How would you design a payment gateway covering transaction flow, consistency, ledger systems, and fault tolerance?

Mostly a backend-leaning design: transaction flow (auth → capture), idempotency keys to prevent double-charges, a double-entry ledger as source of truth, state machines for transaction status, async webhooks for settlement, retries with exponential backoff, and reconciliation. Frontend role: never trust the client; confirm server-side.

6 min read·~15 min to think through

A payment gateway is a correctness-and-reliability system — the dominant concern is "never lose or duplicate money." It's backend-heavy, but a frontend engineer should understand the flow and the client's (limited, untrusted) role.

Transaction flow

A payment isn't one step:

Authorization — verify the card/account has funds and reserve them. Money isn't moved yet.
Capture — actually move the reserved funds (can be immediate or later, e.g. on shipment).
Settlement — funds clear between banks, asynchronously, over hours/days.
Refund / void / chargeback — reverse flows.

Each transaction moves through a state machine — created → authorized → captured → settled (or failed/voided/refunded) — with only valid transitions allowed.

Idempotency — the core safety mechanism

The network is unreliable; clients retry. Every payment request carries an idempotency key (a unique id per attempt). The gateway dedupes on it: a retried or duplicated request with the same key returns the original result instead of charging again. This is what prevents double charges — non-negotiable.

The ledger — source of truth

A double-entry ledger: every money movement is recorded as balanced debit/credit entries. The ledger is append-only and immutable — you never edit an entry, you add a reversing one. This makes the system auditable and the balance always derivable and verifiable. The ledger, not the UI or a cached balance, is the source of truth.

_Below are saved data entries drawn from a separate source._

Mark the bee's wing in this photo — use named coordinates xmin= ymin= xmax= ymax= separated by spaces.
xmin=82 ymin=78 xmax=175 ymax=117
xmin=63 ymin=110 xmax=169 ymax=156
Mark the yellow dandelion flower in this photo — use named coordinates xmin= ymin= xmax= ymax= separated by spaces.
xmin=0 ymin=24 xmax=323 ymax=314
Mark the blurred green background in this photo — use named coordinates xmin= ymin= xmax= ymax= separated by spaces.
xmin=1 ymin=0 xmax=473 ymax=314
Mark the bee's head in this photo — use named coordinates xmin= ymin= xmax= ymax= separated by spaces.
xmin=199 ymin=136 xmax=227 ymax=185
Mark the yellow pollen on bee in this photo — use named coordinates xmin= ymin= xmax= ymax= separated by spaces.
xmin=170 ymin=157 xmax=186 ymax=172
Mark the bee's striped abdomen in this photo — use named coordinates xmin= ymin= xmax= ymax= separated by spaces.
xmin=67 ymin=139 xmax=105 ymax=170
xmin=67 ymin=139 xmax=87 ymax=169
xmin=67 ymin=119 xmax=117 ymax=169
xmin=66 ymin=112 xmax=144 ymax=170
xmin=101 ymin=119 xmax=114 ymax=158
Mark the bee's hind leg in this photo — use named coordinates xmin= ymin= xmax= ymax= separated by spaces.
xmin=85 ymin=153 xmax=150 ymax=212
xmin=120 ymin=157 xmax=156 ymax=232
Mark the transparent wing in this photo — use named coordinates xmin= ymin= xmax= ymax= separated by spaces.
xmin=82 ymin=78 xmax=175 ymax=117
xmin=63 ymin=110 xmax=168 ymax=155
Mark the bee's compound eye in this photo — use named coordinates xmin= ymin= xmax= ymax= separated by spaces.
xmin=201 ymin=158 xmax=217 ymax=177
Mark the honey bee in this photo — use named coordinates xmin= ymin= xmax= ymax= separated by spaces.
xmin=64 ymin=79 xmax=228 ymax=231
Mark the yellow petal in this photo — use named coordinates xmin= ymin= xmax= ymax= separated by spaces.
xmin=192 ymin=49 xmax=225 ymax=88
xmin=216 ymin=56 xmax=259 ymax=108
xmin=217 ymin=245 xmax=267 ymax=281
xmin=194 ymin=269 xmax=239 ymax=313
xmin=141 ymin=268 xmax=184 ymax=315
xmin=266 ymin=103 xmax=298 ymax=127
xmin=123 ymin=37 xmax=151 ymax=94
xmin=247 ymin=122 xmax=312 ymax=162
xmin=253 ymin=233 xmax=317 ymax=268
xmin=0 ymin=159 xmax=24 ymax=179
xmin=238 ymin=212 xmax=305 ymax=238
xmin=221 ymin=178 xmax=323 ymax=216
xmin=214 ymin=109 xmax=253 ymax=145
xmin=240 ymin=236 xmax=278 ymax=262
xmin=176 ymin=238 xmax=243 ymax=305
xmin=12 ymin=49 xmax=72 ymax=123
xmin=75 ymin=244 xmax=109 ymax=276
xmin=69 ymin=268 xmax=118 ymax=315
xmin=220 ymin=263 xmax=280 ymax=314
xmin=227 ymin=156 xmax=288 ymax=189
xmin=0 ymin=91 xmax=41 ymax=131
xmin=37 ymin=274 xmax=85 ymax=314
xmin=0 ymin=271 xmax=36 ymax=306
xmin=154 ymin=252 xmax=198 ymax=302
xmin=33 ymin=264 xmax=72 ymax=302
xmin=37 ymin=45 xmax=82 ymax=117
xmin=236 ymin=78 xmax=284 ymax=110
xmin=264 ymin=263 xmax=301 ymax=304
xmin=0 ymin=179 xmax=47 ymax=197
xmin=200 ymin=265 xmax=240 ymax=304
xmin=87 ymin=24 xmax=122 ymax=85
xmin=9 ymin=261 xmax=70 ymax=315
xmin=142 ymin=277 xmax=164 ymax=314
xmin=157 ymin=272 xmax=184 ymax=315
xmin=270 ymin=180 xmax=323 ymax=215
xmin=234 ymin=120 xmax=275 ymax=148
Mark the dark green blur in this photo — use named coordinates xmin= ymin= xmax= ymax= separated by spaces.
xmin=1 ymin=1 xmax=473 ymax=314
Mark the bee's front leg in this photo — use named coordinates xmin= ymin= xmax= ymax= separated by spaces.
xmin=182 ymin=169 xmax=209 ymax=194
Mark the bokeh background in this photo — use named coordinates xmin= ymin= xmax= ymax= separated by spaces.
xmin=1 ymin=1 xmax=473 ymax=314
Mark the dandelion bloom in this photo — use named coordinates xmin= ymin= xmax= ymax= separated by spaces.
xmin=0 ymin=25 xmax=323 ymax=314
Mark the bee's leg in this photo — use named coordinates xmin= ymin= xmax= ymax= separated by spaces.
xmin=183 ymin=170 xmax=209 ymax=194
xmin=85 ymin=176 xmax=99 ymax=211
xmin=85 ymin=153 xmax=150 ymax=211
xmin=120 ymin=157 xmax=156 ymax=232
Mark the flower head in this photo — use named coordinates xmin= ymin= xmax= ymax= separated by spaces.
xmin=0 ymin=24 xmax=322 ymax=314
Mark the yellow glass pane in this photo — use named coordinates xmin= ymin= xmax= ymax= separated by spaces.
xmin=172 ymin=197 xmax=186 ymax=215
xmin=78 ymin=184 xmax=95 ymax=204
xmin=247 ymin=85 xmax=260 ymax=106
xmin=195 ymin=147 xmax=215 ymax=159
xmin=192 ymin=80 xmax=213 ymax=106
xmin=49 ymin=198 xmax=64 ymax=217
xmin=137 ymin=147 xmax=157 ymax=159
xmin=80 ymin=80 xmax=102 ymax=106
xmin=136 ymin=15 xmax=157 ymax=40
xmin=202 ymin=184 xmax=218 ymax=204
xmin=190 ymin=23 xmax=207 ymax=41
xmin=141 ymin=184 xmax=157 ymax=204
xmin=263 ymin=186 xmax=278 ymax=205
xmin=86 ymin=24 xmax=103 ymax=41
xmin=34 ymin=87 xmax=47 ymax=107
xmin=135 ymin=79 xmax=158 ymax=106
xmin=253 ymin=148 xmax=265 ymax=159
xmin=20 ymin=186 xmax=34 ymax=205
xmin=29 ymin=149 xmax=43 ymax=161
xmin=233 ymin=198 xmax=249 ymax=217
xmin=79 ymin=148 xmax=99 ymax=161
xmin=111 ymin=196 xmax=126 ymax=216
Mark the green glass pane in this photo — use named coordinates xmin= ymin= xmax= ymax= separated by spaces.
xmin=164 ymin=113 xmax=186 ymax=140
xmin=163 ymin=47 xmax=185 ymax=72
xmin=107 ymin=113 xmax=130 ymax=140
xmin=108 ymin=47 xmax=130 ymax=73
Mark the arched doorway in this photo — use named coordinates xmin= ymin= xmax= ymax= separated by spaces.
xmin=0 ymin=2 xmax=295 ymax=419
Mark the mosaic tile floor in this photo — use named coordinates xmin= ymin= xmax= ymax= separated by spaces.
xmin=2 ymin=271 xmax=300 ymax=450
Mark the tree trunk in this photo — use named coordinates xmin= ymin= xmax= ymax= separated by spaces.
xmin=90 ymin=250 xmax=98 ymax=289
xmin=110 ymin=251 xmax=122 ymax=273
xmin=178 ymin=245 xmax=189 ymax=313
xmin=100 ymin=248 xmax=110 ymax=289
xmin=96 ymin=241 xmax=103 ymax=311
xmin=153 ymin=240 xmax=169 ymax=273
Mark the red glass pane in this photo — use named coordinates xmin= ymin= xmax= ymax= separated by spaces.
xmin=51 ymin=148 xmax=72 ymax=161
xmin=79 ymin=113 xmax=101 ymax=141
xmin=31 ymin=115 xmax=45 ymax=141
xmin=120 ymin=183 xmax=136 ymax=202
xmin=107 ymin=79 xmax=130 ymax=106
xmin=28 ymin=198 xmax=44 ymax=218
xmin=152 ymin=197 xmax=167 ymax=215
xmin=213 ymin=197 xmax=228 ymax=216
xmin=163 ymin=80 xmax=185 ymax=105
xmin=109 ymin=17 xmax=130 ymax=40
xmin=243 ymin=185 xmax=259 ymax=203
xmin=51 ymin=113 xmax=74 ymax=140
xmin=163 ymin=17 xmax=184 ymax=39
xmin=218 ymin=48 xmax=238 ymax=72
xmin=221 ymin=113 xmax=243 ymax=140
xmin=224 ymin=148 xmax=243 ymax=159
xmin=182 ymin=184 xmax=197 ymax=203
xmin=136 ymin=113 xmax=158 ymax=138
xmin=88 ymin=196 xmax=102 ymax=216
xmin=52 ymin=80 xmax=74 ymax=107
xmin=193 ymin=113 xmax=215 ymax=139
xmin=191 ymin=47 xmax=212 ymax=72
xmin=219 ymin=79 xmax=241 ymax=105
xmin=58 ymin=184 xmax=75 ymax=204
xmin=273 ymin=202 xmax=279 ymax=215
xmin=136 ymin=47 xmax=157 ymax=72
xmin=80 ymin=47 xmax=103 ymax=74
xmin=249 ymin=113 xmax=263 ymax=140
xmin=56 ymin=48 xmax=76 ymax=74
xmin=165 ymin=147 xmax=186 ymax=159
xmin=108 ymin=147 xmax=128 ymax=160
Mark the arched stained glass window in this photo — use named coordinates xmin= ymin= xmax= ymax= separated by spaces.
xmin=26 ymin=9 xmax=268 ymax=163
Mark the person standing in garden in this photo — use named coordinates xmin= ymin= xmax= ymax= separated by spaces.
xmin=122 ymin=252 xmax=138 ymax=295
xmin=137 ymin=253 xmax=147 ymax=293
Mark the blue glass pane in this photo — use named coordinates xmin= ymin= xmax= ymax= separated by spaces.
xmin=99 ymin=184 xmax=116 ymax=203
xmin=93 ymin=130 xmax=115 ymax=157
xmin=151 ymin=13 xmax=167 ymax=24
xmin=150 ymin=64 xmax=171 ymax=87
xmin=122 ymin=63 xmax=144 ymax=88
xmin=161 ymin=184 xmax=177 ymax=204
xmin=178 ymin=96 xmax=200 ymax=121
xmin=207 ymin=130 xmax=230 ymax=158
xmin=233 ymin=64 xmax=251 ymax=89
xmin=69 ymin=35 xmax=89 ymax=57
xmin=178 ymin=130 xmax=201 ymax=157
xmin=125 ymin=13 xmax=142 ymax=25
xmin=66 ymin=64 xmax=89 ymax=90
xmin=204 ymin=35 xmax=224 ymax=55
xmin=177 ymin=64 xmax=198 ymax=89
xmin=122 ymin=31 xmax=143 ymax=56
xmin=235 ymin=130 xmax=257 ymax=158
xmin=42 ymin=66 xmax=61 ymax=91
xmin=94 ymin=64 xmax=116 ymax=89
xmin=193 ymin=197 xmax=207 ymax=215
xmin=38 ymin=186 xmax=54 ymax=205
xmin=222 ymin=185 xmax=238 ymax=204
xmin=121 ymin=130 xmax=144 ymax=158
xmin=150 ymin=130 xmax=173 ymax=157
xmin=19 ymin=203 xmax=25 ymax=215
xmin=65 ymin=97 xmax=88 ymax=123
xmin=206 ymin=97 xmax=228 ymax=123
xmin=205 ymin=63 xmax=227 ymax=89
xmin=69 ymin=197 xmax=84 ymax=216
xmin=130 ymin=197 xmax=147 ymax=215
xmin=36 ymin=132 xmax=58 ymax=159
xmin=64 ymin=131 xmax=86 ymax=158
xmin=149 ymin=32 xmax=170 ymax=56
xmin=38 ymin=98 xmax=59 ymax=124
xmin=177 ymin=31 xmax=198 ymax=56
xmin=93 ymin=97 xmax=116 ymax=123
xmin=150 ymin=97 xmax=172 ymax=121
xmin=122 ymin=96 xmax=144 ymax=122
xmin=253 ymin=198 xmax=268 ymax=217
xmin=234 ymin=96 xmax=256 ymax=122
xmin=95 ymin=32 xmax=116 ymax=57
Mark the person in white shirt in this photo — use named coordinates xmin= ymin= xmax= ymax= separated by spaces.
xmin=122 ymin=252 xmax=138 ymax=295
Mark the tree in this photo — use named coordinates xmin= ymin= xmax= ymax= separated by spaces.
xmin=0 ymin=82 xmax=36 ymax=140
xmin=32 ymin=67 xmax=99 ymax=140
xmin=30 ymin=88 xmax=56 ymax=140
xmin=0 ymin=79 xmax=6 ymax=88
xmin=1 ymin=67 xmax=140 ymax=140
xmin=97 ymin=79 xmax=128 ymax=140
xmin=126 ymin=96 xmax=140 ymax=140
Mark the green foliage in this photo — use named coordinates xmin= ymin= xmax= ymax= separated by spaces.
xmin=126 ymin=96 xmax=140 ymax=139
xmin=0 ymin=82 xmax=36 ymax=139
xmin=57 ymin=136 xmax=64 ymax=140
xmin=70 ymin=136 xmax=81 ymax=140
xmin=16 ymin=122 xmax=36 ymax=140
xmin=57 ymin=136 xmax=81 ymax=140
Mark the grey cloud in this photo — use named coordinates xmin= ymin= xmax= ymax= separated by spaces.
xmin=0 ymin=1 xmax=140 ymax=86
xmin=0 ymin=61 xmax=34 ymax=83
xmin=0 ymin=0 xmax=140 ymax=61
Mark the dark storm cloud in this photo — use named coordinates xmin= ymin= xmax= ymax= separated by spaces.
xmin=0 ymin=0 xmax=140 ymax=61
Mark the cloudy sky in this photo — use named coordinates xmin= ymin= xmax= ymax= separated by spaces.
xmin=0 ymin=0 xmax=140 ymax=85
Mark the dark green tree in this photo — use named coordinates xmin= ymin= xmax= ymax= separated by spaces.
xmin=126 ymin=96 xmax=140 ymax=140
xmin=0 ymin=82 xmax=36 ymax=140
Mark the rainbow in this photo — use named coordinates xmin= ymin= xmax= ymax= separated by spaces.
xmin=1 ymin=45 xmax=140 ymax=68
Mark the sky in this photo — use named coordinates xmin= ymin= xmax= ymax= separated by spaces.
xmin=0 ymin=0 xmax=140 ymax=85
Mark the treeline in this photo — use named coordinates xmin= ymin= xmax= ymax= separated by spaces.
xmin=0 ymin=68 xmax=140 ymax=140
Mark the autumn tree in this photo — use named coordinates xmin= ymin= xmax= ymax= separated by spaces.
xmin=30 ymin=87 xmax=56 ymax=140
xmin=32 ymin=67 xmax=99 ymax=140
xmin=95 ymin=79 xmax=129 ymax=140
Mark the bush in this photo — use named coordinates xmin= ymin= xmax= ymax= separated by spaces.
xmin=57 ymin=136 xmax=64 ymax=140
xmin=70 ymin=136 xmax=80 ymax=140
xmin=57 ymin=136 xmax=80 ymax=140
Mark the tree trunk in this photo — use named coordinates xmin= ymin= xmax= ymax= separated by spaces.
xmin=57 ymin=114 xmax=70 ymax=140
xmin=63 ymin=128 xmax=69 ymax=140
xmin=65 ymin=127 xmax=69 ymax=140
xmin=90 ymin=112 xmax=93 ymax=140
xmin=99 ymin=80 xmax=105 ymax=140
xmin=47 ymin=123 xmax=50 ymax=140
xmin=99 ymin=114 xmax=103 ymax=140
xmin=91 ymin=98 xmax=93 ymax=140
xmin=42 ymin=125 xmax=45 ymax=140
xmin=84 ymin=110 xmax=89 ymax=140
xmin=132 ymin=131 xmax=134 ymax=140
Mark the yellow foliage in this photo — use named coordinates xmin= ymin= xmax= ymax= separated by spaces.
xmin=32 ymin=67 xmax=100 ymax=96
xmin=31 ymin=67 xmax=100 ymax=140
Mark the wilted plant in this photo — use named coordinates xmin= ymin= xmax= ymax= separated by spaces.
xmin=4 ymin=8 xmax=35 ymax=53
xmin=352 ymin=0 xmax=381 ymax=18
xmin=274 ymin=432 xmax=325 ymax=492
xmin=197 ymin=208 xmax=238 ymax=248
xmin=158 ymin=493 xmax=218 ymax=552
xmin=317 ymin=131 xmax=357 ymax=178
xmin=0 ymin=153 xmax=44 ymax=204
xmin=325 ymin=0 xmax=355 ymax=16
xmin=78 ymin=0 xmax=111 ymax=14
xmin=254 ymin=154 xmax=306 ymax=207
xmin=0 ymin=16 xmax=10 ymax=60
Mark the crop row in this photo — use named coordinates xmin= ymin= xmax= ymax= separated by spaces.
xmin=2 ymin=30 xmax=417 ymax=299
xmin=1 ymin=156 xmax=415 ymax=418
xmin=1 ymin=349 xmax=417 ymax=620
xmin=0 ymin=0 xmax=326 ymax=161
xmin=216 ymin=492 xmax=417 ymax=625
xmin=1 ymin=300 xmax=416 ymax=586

Reliability & fault tolerance

Async + webhooks — settlement is slow; the gateway notifies your system via signed webhooks. Webhook handlers must be idempotent (webhooks get redelivered).
Retries with exponential backoff for transient failures; a dead-letter queue for ones that keep failing.
Reconciliation — periodic jobs compare your ledger against the bank/processor records to catch discrepancies.
Consistency — money operations need strong consistency (often a DB transaction around the ledger writes); avoid eventual consistency where funds are concerned.
Timeouts & the "unknown" state — a request that times out might have succeeded; you must be able to query-and-resolve, never assume.

The frontend's role (small and untrusted)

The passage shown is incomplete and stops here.